Question

Last Summer School Question Please HELP
WILL FAN AND GIVE MEDAL FOR ANSWER
Use complete sentences to describe the steps taken to simplify this problem. Make sure you include information about the new common denominator, the final simplified expression, and any restrictions.
(3/x)-(3/x+1)-(3/x+2)

Answer 1

@theEric Can you help me with this one?

Answer 2

\[\left(\frac{3}{x}\right)-\left(\frac{3}{x}+1\right)-\left(\frac{3}{x}+2\right)\]
Any idea where to start?

Answer 3

oh the 1 and 2 are with the x's under the bar..

Answer 4

(3/x)-(3/(x+1))-(3/(x+2))? Okay! :)

Answer 5

Yup! So I know they all need the same denominator

Answer 6

\[\left(\frac{3}{x}\right)-\left(\frac{3}{x+1}\right)-\left(\frac{3}{x+2}\right)\]

Answer 7

Yeah that's right so you would.... multiply the first one by (x+1) and (x+2)?

Answer 8

Yeah, that's the basic idea... I looked on the internet quick to try to find a shortcut, but found none so far. We can do it that way, but it'll be messy!

And we always multiply by \(1\), so we don't change the actual amount! (Anything times \(1\) is itself.)

And\[1=\frac{x}{x}=\frac{x+1}{x+1}=\frac{x+2}{x+2}\]:)

Answer 9

whoa okay... uh what next then?

Answer 10

So you know we're headed towards a common denominator of \((x)(x+1)(x+2)\), so you want to write that down.

\[\left(\frac{3}{x}\right)\left(\frac{x+1}{x+1}\right)\left(\frac{x+2}{x+2}\right)-\left(\frac{3}{x+1}\right)-\left(\frac{3}{x+2}\right)\]That's what you said! Now

Answer 11

Okay I got
\[\left( 3x ^{2}+9x+6 \div x(x+1)(x+2)\right)\]

Answer 12

Let me see what I get.

Answer 13

Hmm... We got a different answer, but I don't know which of us did the wrong thing. So! Did you get\[\frac{3(x+1)(x+2)-3(x)(x+2)-3(x)(x+1)}{x(x+1)(x+2)}\] along the way?

Answer 14

After going back and doing that to all of them yes I did.
for my final answer I got...\[-3x ^{2}/x(x+1)(x+2)\]

Answer 15

Alright! Now there's just one slight difference. I would like you to look back at one part in your work, which will be enlarged here:\[\small\frac{3\Large (x+1)(x+2)\small-3(x)(x+2)-3(x)(x+1)}{x(x+1)(x+2)}\]
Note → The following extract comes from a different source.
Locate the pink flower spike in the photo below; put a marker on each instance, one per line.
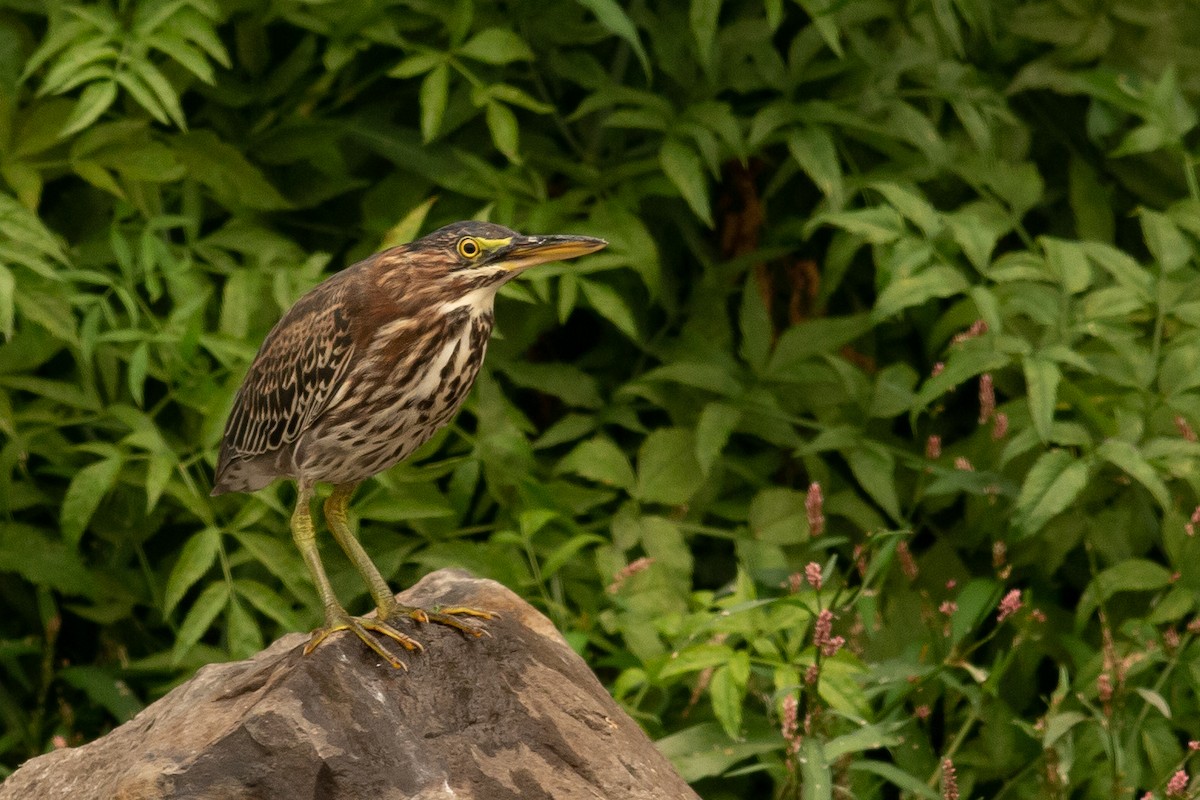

Do you find that \((x+1)(x+2)=x^2+3x+2\)?

Answer 16

Yes I did!

Answer 17

Alright! :) How did you cancel that \(2\) out?

Answer 18

Because I didn't, in my work.

Answer 19

Oh what I did was multiply them all out... And I'm mistaken. I canceled it out after multiplying them all out and cancelling out the 6 with at 6x... Whoops

Answer 20

Haha, easy mistake! So, how dos that affect your final answer? I did cancel out all my terms with a plain \(x\) in them. I got \[\frac{3(2-x^2)}{x(x+1)(x+2)}=\frac{6-6x^2}{x(x+1)(x+2)}\]

Answer 21

Yes that is what I got after going back through!

Answer 22

Cool! Now, about the denominator. Should we FOIL that?

Answer 23

I don't know if that is making it simpler or not.

Answer 24

Uhhh... Yes?
Well I guess what I would do would be to foil out (x+1)(x+2) and then multiply x with the answer to that?

Answer 25

Okay!

Answer 26

So it would be \[3x ^{3}+3x ^{2}+3x\]

Answer 27

?

Answer 28

\((x+1)(x+2)=(x\times x)+(x\times 2)+(1\times x)+(1\times 2)\\=x^2+2x+x+2\\=x^2+3x+2\)

Answer 29

\((x)(x^2+3x+2)=(x\times x^2)+(x\times 3x)+(x\times 2)\\=x^3+3x^2+2x\)

Answer 30

Did I do it right? Or can you find your mistake?

Answer 31

Oh! Rookie mistake I meant 2!

Answer 32

2*1=2 wow can you tell I'm tired? haha

Answer 33

Haha, tiny mistakes...

Answer 34

Oh gosh.. You did say this is your last question, though! Until you get more familiar and relaxed with algebra, it can be exhausting in itself.

Answer 35

on it's own, I mean.

Answer 36

Yes one of them! I think there are two more after this one but they shouldn't be that big of a deal... Or trouble... If you know what I mean

Answer 37

So, now you need to look through your work and make sure you know how you got from each step to the next (and which steps you should erase because they had mistakes).

Answer 38

I know what you mean. OpenStudy will be here. And you seem to know what you're doing anyway.

Answer 39

By the way, before you simplified, the denominator was \(x(x+1)(x+2)\). That, the denominator, cannot be \(0\) or else the expression is undefined. I think that is what the problem wants to know when it asks for "restrictions".

Answer 40

So, for the restrictions, you have to say what \(x\) cannot be.

Answer 41

Sorry! my wifi went haywire! And I would say that x cannot equal -1 or -2 because then you will be dividing by 0.

Answer 42

Ah, that stinks! Right! There's one more thing \(x\) can be!

Answer 43

x can't be 0...?

Answer 44

Right. :)

Answer 45

Okay! Thank you so much!

Answer 46

You're welcome! Good luck with the sentences!

Answer 47

Thank you! Do you have time for one more question?

Answer 48

Sure! Post it! Then send me a link to or it use the "@" thing.